Ну, а раздражают, вероятно, те, кто особенно ярко и беспримесно манифестирует конкретный тип, определенную человеческую породу. Так раздражал Хармс, так раздражает Никита Михалков: при всей несхожести типажей их роднит «чистота порядка» (выражение того же Хармса, кстати). Наверное, я тоже довольно точно соответствую определенному типу, хотя сам больше всего люблю то, что существует на стыках, пересечениях и в промежутках. Поэтому меня либо сильно любят, либо сильно не любят. Это нормально, ничего менять в себе я не намерен – это так же опасно, как перепрограммировать компьютер, на котором уже привык работать.

— Все мы родом из детства. Что произошло в детстве, что сформировало характер, а потом и творческий стиль?

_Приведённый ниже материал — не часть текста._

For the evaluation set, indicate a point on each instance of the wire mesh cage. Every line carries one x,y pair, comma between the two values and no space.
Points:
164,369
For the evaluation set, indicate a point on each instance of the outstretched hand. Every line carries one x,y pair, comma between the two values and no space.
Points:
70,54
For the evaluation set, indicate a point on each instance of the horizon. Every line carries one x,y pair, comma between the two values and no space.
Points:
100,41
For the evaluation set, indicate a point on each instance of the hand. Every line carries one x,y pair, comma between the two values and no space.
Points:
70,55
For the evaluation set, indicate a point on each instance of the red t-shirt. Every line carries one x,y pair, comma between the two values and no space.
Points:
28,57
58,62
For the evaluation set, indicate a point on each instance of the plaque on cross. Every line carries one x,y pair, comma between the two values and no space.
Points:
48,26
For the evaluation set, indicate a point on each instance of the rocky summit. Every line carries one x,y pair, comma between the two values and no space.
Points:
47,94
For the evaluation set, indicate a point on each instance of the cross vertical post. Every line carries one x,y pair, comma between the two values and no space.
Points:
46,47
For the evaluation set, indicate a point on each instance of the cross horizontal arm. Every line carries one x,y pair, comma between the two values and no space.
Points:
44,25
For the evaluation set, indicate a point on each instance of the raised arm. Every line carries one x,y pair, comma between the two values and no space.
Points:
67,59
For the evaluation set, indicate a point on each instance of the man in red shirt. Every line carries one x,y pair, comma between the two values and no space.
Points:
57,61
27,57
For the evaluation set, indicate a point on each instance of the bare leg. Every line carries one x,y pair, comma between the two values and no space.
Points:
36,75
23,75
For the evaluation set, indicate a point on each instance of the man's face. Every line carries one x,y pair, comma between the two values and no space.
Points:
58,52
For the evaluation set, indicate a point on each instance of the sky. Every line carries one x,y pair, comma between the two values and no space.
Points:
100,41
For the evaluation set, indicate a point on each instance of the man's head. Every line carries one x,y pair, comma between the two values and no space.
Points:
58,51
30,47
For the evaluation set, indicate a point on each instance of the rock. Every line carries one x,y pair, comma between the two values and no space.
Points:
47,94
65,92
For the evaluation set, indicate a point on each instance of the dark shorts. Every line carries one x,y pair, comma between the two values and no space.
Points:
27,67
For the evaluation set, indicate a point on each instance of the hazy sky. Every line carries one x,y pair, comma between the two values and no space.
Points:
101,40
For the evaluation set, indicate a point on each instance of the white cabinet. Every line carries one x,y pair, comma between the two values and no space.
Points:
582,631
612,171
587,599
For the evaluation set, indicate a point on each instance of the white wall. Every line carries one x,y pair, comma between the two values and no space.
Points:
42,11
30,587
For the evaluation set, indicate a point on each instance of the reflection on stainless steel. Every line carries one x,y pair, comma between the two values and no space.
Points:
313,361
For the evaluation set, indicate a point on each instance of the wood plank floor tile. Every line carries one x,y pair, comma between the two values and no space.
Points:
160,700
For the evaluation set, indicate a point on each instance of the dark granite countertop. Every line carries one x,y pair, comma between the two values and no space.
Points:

— Рождение в хорошей московской интеллигентской семье, общение с матерью, которая и до сих пор остается моим главным собеседником. Я вообще в нее, хотя похож понемножку на всю семью. Чтение, прогулки в университетском лесопарке и на Ленинских горах, позднезастойная атмосфера невыносимого напряжения и тайны, готовой проступить сквозь видимую реальность. Нормальная обстановка предреволюционных эпох, переживающих кризис переусложнения и уже трещащих под натиском новой простоты, маскируемой обычно под свободу.

— Вы говорили: «Жанр «Быков» чаще всего не нравится, и это хорошо! Потому что когда вещь не нравится многим, она консолидирует оппонентов». А зачем консолидировать оппонентов?

— Чтобы провоцировать их на неадекватный выход из берегов, — по-моему, нормальная задача литератора. Да, я люблю раздражать определенную категорию людей: самодовольных, склонных к теплым душевным объединениям, к самодовольству, к действиям, повышающим самооценку (вроде публичной благотворительности)… Людей с внешними, репрессивными, этикетными, иерархическими представлениями о культуре. Сектантов любого толка. Садистов любого типа. Людей, примазывающихся к власти или господствующей моде. Людей, говорящих банальности, чтобы на их фоне протащить что-нибудь особенно гнусное. Людей, выше всего в жизни ставящих имманентности, изначальные данности, а не то, что ты выбрал или понял сам. Мне нравится, как они исходят злобой, которую не могут объяснить. Нравится, как они сразу обнаруживают себя, хотя до этого выглядели вполне прилично. Особенно нравится, когда они перестают шипеть по углам и нехотя выползают в открытый бой – тут с ними даже полемизировать не надо, сами себя покажут во всей красе. В некотором смысле я так и понимаю свою миссию – выявлять эту публику. Бороться с ней не обязательно – достаточно дать ей показать себя в полный рост. А то они очень любят рассуждать о добре и притворяться моралистами. У меня об этом есть стишок — «Я умею злить идиотов».

— О ЖД вы говорили, как о попытке написать русскую «Одиссею». Почему никто сейчас не делает таких попыток? Это никому не нужно, или это просто не выгодно, потому что такой продукт не будет иметь массового спроса?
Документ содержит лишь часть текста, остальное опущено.